There is something magical about a little girl.
Her smile.
Her fear.
Her dreams.
Her stories.
I never want to let go of that little girl.
Sometimes she stares deep into my soul, my heart beating out
of control as the sound of her silence overwhelms me.
Her stare becomes heavy, like rocks buried in your
sweatshirt as you carry them home to brag on your new discoveries. With every
year I gain, the fear of losing the little girl within me increases. My
knuckles become white as snow as I stand weak in the knees, in fist-clenched
denial.
Growing up is hard.
Scary.
Depressing.
Embarrasing.
I miss the simple life of the little girl, whose imagination
is from an outside world with animals that talk and humans that fly.
No makeup.
No deadlines.
No meetings to attend except tea parties and fancy balls at
the castle.
Relationships are easy for the little girl- no secret
conditions or hidden agendas.
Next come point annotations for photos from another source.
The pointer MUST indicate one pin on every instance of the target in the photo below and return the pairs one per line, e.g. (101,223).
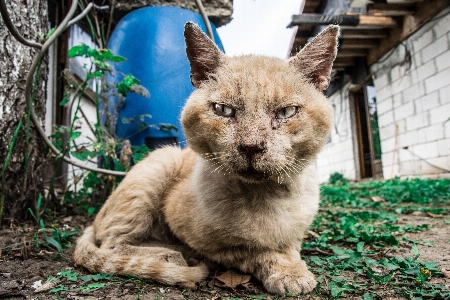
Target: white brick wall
(420,104)
(338,155)
(415,97)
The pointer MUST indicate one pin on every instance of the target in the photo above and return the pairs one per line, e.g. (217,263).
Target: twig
(205,18)
(28,91)
(13,29)
(312,250)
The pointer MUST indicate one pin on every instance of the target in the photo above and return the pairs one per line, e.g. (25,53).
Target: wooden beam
(390,10)
(376,22)
(359,44)
(343,62)
(353,20)
(352,53)
(426,10)
(365,34)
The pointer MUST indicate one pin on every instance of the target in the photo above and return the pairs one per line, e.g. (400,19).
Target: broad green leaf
(55,244)
(79,50)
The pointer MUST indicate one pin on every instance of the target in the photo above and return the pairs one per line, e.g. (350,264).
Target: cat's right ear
(203,55)
(315,60)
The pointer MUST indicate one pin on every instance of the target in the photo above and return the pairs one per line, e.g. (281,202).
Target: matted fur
(244,192)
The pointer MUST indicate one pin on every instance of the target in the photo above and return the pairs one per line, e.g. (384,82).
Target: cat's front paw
(283,283)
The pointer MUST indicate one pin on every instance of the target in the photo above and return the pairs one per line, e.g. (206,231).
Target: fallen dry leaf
(231,279)
(445,272)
Simply best friends who you can trust or enemies
never worth a second glance.
I used to make my own jewelry and write my own songs.
I used to play pretend like it was required and never be
ashamed of my dreams.
Growing up is boring, time-consuming.
Like a sneeze, it attacks you and you can never seem to stop
it from coming. It consumes your body. It stops you in your footsteps, until
all you can do is close your eyes and wait for it to pass.
Yet the little girl is a stranger to the concept of time.